Worried about food safety? That’s Stephanie Brown’s job

PORTLAND, Ore. (KOIN) — Stephanie Brown has a pretty simple work rule.

“What I like to think about is think of how many times you have eaten food and haven’t gotten sick,” said Brown, a food safety specialist at Oregon State University’s Food Innovation Center.

In their lab in the Pearl District, the Food Innovation Center does the work that often goes unnoticed to the rest of us.

“My job is to help explain to people why (people haven’t gotten sick from eating food.) How they can do good prevention tips, not just in industry but at home as well. There’s a lot we can do in our homes to reduce that risk of foodborne illness and that’s kind of the basics,” Brown said. “So we offer a variety of food safety trainings to help meet folks where they are, not just in Oregon but the entire Pacific Northwest.”

Inside Oregon State University's Food Innovation Center, February 2024 (KOIN)
Inside Oregon State University’s Food Innovation Center, February 2024 (KOIN)

This crucial work stems from the federal Food Safety Modernization Act of 2011. The FDA said it was meant to transform the nation’s food safety system by shifting the focus from responding to foodborne illnesses to preventing them.

Both big and small businesses come to the Food Innovation Center to figure out how to make sure their products meet food safety regulations.

“We see folks come in that are like, ‘I’m just ready to get started, get the ball running. How do I build safety into my day-to-day’, which is one of my personal favorite things to hear. So we get folks come to us through a lot of different ways. It can be those farmer’s markets. It can be folks that are starting new jobs and they need that to be able to do what they need to do on the day-to-day.”

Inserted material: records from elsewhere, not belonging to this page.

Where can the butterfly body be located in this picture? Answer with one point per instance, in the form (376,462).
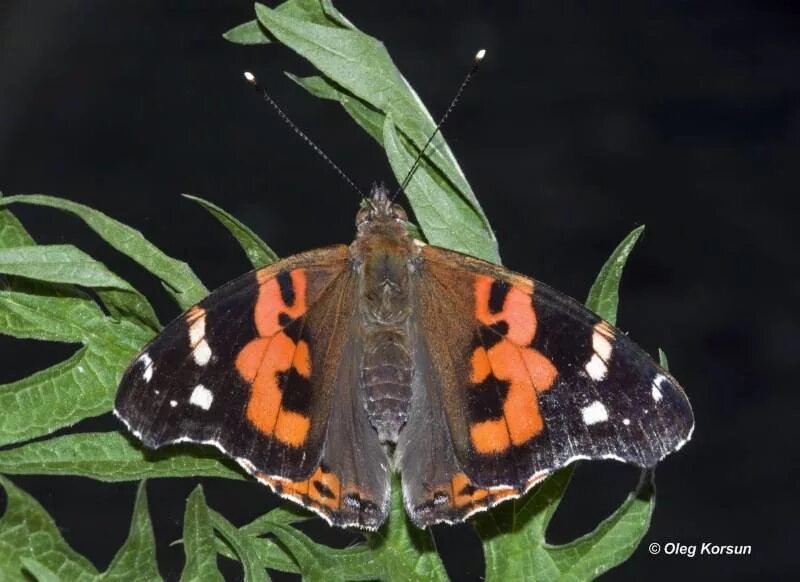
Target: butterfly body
(326,371)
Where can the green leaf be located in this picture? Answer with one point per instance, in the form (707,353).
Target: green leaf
(400,550)
(27,531)
(12,233)
(267,552)
(198,540)
(258,252)
(320,12)
(177,277)
(370,119)
(136,559)
(361,65)
(68,264)
(247,33)
(242,545)
(447,221)
(111,456)
(40,572)
(514,533)
(612,542)
(80,387)
(604,294)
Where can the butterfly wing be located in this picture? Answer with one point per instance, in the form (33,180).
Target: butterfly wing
(546,382)
(262,369)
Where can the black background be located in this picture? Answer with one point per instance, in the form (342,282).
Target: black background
(587,120)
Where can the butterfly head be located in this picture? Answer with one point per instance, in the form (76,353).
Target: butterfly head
(380,215)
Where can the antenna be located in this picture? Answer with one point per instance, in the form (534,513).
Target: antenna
(251,78)
(471,73)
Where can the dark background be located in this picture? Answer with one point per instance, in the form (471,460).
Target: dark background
(587,120)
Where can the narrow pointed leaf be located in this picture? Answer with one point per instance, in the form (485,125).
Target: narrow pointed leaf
(136,559)
(242,545)
(604,294)
(317,11)
(319,562)
(179,279)
(267,552)
(514,533)
(612,542)
(112,456)
(27,531)
(400,550)
(360,64)
(39,571)
(59,264)
(12,233)
(248,33)
(446,220)
(80,387)
(198,541)
(257,251)
(69,265)
(370,119)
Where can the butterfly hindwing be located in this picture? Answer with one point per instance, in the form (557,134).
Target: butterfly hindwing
(255,369)
(528,380)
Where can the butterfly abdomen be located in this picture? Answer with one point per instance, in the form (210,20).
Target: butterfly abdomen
(386,379)
(386,367)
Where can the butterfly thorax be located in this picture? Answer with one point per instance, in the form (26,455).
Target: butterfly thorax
(383,257)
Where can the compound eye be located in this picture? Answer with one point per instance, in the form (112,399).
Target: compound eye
(363,215)
(399,212)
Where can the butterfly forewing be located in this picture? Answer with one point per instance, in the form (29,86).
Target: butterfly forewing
(322,372)
(530,380)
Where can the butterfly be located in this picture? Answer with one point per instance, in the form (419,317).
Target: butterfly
(327,371)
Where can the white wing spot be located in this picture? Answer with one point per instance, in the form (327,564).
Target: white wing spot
(147,361)
(202,397)
(197,338)
(202,353)
(594,413)
(596,368)
(601,346)
(656,388)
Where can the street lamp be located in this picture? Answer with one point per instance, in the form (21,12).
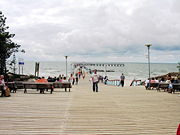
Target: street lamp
(148,46)
(66,66)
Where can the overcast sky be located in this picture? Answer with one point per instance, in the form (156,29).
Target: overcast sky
(95,30)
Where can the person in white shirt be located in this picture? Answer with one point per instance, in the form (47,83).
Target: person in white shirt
(2,83)
(95,80)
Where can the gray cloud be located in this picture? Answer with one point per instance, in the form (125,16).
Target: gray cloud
(104,30)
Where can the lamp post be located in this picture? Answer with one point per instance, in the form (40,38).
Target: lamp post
(66,66)
(148,46)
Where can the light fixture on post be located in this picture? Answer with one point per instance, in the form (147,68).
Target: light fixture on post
(148,46)
(66,66)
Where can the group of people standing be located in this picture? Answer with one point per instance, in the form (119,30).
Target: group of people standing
(95,80)
(5,92)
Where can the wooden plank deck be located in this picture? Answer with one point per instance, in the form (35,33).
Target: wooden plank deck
(113,110)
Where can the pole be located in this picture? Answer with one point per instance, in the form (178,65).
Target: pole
(66,66)
(148,46)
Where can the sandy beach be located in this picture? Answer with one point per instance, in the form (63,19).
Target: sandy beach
(113,110)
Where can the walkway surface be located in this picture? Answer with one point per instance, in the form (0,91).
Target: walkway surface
(113,110)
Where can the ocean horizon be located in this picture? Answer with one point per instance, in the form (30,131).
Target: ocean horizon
(132,70)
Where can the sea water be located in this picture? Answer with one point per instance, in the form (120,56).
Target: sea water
(130,70)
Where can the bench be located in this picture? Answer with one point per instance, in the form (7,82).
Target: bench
(12,86)
(64,85)
(163,86)
(176,87)
(38,86)
(152,86)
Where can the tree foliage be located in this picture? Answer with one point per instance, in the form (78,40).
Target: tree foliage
(7,46)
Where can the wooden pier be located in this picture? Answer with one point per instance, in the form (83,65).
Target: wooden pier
(113,110)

Brown also has tips to keep your home kitchen safe for food.

“Keep hot things hot, cold things cold. And if you’ve already cooked something, don’t mix it with something that isn’t cooked depending on that type of product,” she said. “For instance, if you’ve used a cutting board and you’ve had raw chicken on that, we probably shouldn’t be putting our leafy greens that we’re not gonna be cooking.”

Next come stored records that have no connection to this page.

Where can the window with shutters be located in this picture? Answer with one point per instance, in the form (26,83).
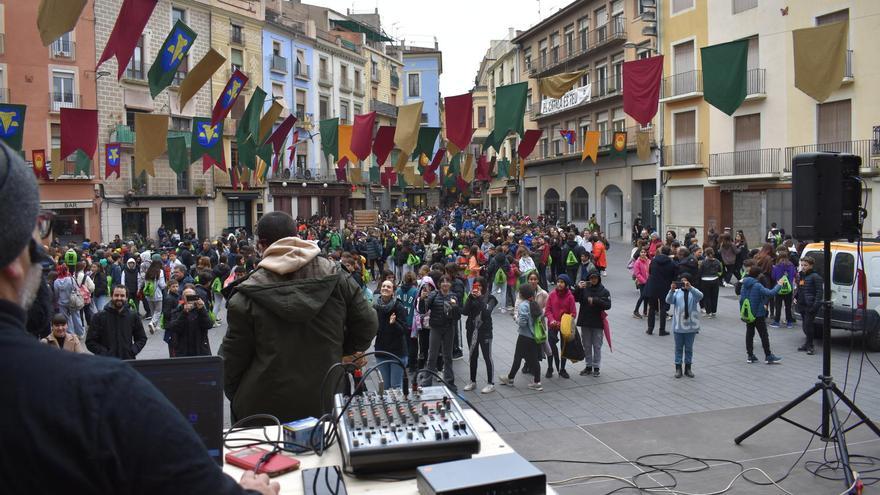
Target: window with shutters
(834,122)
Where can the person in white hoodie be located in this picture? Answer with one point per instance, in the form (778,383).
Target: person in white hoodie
(290,321)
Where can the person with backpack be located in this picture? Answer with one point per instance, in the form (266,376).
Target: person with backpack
(152,285)
(478,309)
(527,348)
(752,300)
(784,272)
(594,300)
(809,299)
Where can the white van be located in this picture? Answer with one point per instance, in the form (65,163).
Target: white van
(855,292)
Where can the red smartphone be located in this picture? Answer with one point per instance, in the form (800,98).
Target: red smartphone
(249,457)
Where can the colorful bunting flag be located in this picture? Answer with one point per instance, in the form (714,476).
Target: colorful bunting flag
(207,141)
(112,155)
(641,88)
(79,131)
(362,135)
(459,119)
(57,17)
(527,145)
(151,133)
(12,124)
(38,158)
(197,77)
(175,48)
(591,146)
(510,108)
(383,144)
(127,30)
(329,132)
(229,96)
(724,74)
(820,59)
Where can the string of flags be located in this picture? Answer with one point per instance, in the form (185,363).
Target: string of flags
(819,65)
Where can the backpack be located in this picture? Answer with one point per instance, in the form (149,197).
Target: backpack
(786,285)
(76,302)
(540,331)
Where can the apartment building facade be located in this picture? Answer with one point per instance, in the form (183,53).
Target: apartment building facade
(596,36)
(47,79)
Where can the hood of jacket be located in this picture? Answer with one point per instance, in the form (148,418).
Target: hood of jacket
(288,255)
(291,300)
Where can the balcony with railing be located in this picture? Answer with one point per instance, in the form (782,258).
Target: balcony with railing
(755,84)
(277,63)
(745,165)
(57,101)
(683,156)
(611,33)
(866,149)
(682,86)
(62,50)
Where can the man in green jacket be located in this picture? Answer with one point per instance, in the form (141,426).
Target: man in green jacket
(290,320)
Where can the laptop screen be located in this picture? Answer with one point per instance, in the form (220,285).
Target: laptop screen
(195,386)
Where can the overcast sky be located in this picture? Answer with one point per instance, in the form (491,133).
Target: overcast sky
(463,28)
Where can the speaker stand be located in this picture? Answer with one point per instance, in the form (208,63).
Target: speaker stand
(829,391)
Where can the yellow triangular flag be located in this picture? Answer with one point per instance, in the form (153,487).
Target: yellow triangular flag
(591,145)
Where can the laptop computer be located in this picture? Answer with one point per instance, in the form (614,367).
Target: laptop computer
(195,386)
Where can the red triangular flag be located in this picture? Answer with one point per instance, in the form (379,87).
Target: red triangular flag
(130,23)
(527,145)
(362,135)
(641,88)
(459,119)
(383,143)
(79,131)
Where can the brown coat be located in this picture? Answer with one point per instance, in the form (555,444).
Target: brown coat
(71,343)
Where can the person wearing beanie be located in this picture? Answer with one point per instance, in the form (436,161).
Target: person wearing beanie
(100,397)
(594,300)
(560,302)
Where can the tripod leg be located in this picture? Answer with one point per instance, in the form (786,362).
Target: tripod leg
(855,409)
(779,413)
(842,452)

Samples being tested at Oregon State University's Food Innovation Center in Portland, (KOIN, file)
Samples being tested at Oregon State University’s Food Innovation Center in Portland, (KOIN, file)

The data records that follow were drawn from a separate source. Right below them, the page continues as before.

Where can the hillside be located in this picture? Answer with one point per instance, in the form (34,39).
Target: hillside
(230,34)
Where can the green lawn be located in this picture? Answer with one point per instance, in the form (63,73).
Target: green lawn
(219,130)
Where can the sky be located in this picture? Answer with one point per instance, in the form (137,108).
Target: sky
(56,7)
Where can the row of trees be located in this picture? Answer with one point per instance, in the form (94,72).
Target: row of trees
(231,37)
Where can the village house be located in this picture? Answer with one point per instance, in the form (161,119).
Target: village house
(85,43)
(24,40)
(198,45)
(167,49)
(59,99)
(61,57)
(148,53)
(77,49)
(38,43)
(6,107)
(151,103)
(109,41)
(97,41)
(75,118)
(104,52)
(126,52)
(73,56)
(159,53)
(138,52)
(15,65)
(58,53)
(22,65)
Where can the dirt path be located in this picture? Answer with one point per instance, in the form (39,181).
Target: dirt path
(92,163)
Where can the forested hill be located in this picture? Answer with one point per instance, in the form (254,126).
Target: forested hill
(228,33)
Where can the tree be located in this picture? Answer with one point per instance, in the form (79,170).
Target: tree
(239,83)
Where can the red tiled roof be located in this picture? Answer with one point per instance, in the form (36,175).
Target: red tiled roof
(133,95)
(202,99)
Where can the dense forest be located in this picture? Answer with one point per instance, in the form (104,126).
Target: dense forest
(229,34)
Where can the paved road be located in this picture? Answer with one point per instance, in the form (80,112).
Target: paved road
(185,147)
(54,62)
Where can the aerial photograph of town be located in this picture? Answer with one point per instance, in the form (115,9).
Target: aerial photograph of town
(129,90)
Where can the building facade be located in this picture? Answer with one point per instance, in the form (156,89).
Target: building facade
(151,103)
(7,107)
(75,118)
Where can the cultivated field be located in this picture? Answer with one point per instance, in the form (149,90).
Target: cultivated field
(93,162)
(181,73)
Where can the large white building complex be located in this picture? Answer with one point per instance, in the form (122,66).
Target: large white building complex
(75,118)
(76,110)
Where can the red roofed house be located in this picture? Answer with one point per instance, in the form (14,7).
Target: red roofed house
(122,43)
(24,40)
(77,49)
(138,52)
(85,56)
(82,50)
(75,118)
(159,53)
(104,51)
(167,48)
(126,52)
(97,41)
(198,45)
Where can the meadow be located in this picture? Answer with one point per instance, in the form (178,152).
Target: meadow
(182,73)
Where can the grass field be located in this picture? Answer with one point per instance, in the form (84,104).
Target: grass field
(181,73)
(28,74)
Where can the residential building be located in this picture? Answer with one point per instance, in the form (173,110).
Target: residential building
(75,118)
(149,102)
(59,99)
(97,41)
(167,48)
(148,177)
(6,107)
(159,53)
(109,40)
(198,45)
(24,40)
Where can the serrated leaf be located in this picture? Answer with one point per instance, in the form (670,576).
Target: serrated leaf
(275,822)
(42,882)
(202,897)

A thermometer to check the internal temperature on meat is also a must-have. And check your refrigerator.

“It’s surprising how many of us have refrigerators that are running really warm. And some of our food warm pathogens really kind of thrive in that environment,” she said.

It’s mostly common sense.

“You know, just good cleaning and sanitizing. Nobody likes a dirty kitchen anyway.”

This microbiology expert works to prevent people from getting sick. But she’s just one of many people behind the scenes helping keep food safe.

“We’re just one piece of the puzzle. The food industry does a lot of great work to make sure that we’re able to continue to enjoy those peanut butters, those delicious salads, the next big product that’s coming down the line,” Brown said. “So there’s a lot of people at play to make our whole food system safe.”